Elements of Data Privacy

Data privacy, often known as information privacy, is made up of three components:

  • Individuals have the right to privacy and control over their personal data.
  • Procedures for managing, processing, collecting, and exchanging personal data in an appropriate manner
  • Data protection rules are followed.

Technologies and Practices for Data Protection that Can Assist You in Protecting User Data

There are numerous storage and management choices to select from when it comes to securing your data. You may use solutions to control access, monitor activities, and respond to threats. Some of the most widely utilised practises and technologies are as follows:

  • Data loss prevention (DLP) is a set of techniques and technologies for preventing data from being stolen, lost, or destroyed by accident.
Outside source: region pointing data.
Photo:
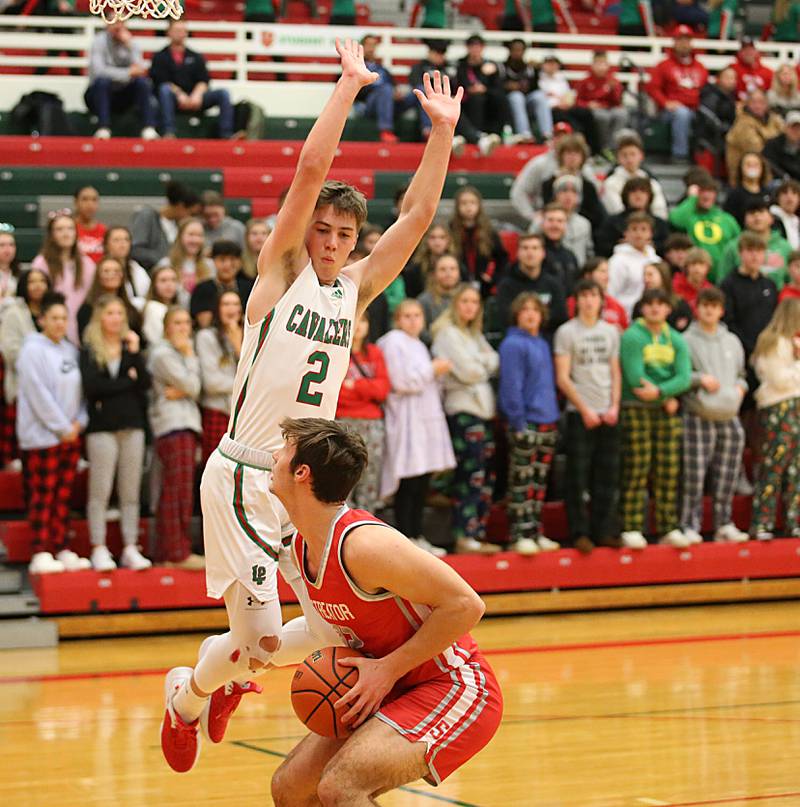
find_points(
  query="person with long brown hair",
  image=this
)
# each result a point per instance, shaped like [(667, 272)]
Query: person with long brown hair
[(475, 241), (108, 279), (115, 381), (71, 272), (218, 348), (776, 360)]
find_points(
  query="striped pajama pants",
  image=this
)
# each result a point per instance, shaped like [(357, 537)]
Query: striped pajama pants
[(713, 448)]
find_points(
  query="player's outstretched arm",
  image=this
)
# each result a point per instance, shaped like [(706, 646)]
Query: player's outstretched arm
[(380, 559), (283, 253), (421, 200)]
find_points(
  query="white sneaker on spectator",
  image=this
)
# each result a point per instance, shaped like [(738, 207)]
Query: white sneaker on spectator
[(731, 534), (72, 561), (132, 558), (471, 546), (675, 538), (547, 545), (743, 486), (423, 543), (693, 536), (488, 143), (102, 560), (633, 539), (525, 546), (44, 563)]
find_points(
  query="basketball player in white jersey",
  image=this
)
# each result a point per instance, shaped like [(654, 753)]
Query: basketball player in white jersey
[(298, 331)]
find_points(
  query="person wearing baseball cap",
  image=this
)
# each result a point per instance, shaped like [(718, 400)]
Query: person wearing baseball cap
[(750, 73), (783, 151), (675, 86)]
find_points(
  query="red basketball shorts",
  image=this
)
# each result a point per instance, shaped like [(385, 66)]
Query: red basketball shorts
[(454, 714)]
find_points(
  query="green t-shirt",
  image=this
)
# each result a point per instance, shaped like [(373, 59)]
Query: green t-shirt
[(664, 360), (541, 11), (789, 29), (710, 229), (778, 250), (715, 18), (433, 14)]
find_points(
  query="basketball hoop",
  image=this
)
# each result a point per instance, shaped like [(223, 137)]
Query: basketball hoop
[(120, 10)]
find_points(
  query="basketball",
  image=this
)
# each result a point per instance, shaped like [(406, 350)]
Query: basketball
[(318, 684)]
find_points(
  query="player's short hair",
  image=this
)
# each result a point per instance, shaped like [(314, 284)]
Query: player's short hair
[(699, 255), (336, 455), (529, 298), (711, 296), (751, 240), (343, 198)]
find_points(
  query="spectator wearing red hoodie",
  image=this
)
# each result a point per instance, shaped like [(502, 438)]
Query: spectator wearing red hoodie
[(675, 86), (361, 398), (750, 73), (601, 92)]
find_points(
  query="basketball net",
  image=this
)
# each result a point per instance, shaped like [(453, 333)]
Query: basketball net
[(120, 10)]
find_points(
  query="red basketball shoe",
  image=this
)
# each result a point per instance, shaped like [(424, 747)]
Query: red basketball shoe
[(221, 706), (179, 741)]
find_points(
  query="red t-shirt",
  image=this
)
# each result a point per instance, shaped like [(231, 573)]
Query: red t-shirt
[(90, 240), (613, 313)]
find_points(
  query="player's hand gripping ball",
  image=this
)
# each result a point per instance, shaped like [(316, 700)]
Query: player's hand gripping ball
[(318, 684)]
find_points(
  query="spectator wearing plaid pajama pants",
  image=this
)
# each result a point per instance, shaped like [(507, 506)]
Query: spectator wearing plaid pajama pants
[(528, 399), (656, 368), (777, 364), (176, 425), (713, 437), (50, 418)]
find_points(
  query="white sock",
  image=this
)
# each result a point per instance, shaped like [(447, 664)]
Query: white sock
[(187, 704)]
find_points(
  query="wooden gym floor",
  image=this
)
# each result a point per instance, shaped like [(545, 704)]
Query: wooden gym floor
[(689, 706)]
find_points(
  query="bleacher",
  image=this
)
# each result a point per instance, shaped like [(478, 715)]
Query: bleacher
[(38, 175)]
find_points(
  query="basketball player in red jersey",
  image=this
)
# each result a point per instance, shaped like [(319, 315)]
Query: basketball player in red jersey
[(426, 700)]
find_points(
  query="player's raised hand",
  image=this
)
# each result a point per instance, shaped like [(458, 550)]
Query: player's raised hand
[(440, 105), (353, 65)]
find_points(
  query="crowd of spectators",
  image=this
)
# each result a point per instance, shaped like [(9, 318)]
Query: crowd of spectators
[(647, 343)]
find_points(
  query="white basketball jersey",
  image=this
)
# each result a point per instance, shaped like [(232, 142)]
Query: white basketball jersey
[(294, 361)]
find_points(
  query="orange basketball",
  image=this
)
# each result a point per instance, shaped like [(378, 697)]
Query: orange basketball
[(318, 683)]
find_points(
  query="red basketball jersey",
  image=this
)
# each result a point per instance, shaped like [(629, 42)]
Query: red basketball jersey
[(375, 624)]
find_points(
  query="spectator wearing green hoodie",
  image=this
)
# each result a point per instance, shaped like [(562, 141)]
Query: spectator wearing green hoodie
[(656, 368), (759, 220), (707, 224), (713, 437)]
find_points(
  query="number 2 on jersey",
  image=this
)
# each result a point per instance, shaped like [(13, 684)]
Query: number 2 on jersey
[(314, 377)]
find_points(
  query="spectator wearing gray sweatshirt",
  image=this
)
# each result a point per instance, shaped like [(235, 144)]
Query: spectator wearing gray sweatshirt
[(118, 81), (713, 437), (50, 417), (175, 422)]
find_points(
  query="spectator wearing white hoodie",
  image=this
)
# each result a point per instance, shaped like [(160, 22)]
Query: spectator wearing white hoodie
[(626, 266), (50, 417), (776, 359), (785, 211), (713, 437)]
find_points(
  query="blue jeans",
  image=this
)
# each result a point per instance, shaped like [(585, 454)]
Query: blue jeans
[(103, 97), (220, 98), (680, 121)]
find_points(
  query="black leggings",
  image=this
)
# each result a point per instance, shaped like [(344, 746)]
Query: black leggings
[(409, 502)]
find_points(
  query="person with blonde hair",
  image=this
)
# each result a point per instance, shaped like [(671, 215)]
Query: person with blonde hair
[(256, 232), (417, 440), (115, 382), (187, 255), (776, 360), (469, 404)]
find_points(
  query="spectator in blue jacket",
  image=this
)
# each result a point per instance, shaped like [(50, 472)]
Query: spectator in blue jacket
[(528, 400)]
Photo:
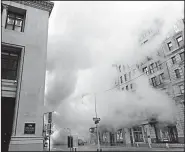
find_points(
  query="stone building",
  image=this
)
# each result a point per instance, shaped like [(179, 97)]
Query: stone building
[(173, 48), (165, 72), (23, 56)]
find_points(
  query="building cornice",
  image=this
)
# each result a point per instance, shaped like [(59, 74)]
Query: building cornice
[(43, 5)]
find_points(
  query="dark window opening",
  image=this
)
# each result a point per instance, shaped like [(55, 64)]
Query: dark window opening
[(138, 135), (182, 56), (127, 87), (177, 73), (131, 86), (158, 65), (15, 19), (161, 78), (154, 81), (9, 64), (174, 60), (125, 77), (145, 70), (153, 68), (181, 89), (170, 45), (121, 80), (180, 41)]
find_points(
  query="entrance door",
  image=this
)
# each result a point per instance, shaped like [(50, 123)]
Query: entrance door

Several techniques to defend against and recover from data loss are frequently included in data loss prevention systems.
  • Storage with built-in data protection—modern storage technology has disc clustering and redundancy as standard features. Cloudian’s Hyperstore, for example, offers up to 14 nines of durability, low cost storage of huge amounts of data, and quick access for low RTO/RPO.
  • Firewalls are tools for monitoring and filtering network traffic. Firewalls can be used to guarantee that only authorised users can access or transmit data.
  • Authentication and authorization—controls that aid in the verification of credentials and the proper application of user privileges. These restrictions are generally used in conjunction with role-based access controls as part of an identity and access management (IAM) system (RBAC).
  • Encryption modifies data content using a method that can only be undone with the correct encryption key. Even if your data is taken, encryption protects it against unwanted access by rendering it unreadable.
  • Endpoint protection safeguards your network’s entry points, such as ports, routers, and connected devices. Endpoint security software generally allows you to monitor and filter traffic at the network perimeter as needed.
  • Data erasure reduces responsibility by removing information that is no longer required. This can be done after the data has been processed and evaluated, or it can be done on a regular basis when the data is no longer useful. Many compliance laws, such as GDPR, demand the deletion of unneeded data.